Youthful challenge to Yeltsin regime

December 17, 1999

MOSCOW

The three young leaders of Russia's Union of Right Forces have a positively film-star sheen about them in a political field characterised by age and infirmity.

Boris Nemtsov, former governor of reformist Nizhny Novgorod region, economist and former prime minister Sergei Kiriyenko and parliamentarian Irina Khakamada are all under 46.

Their political movement emerged from Russia's turbulent political scene last summer to prepare for this Sunday's critical parliamentary elections. Its message is aimed at the students and young professionals who represent the most democratic and reform-minded part of Russia's 146 million people.

In a political environment associated with an ailing, stumbling president, massed rallies of Stalinist pensioners and bizarre jingoistic outbursts from bloc leaders such as the nationalist Vladimir Zhirinovsky, Right Forces is striving to present a vigorous, youthful and democratic image.

Across Russia's vast territory Mr Nemtsov, 40, Mr Kiriyenko, 37, and Ms Khakamada, 45, have been on the campaign trail urging students and others from Russia's habitually most politically apathetic groups to turn out and vote.

In Ekaterinburg, the Urals city where President Boris Yeltsin began his political career, Mr Nemtsov, who won recognition for his free-trade experiments in Nizhny Novogorod before serving briefly as a deputy prime minister, was the jeans-clad star turn at a pop concert cum political rally.

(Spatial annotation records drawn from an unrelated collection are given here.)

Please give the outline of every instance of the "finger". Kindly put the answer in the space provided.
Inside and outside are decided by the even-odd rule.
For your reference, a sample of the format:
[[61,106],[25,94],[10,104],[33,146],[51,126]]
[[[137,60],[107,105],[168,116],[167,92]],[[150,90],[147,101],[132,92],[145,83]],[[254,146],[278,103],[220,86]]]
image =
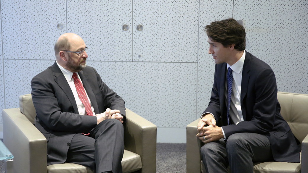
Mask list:
[[119,113],[117,113],[116,114],[116,119],[119,120],[123,119],[123,116],[122,116],[122,115]]
[[212,125],[213,125],[213,127],[215,127],[215,126],[216,125],[216,120],[215,120],[215,119],[213,119],[212,120]]
[[198,128],[198,130],[199,131],[201,130],[203,128],[203,127],[206,124],[205,123],[203,122],[202,122],[200,123],[200,126],[199,126]]
[[105,115],[106,115],[106,117],[109,116],[109,115],[110,115],[111,111],[111,110],[109,108],[107,108],[106,109],[106,111],[105,112],[106,113],[105,113]]
[[111,115],[111,118],[112,119],[116,119],[116,114],[110,114]]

Raising his hands, index and little fingers extended in the salute of the rock fan, Nemtsov introduced the band, "Chaif, the Union of Right Forces' favourite band", before reminding the roaring crowd to go to the polls.

Support for higher student stipends, free-market reforms and other pro-youth policies, combined with an aggressive campaign of pop concerts and television advertisements seem to be hitting the mark.

Right Forces' poll standing has crept up from 2 per cent last month to more than 6 per cent this. Voting is by party lists and under Russian law a party must receive at least 5 per cent of votes cast to win parliamentary seats.

The All-Russia Centre for Public Opinion Research puts it at 16 per cent - marginally ahead of the Communists and Yabloko, led by another young reformer, Grigory Yavlinsky, but behind Vladimir Zhirinovsky's bloc, which polls 25 per cent.

Zhirinovsky's unaccredited Institute for World Civilisations, established last summer, offers free courses and employment in his Liberal Democratic Party of Russia to promising students.

But Right Forces' style and approach remain very different from that adopted by most battling for places in the 450-seat State Duma, or parliament.

The Communists, the largest single faction in parliament and the most bullish about succeeding President Yeltsin next June when his second and last term expires, also try to target the youth vote.

But with most votes for the Communists to be found among the over-50s, the enduring image of their leader, Gennady Zyuganov, on the campaign trail is like that in Ryazan, an army town near Moscow, where last week he addressed halls full of pensioners, red banners and busts of Lenin.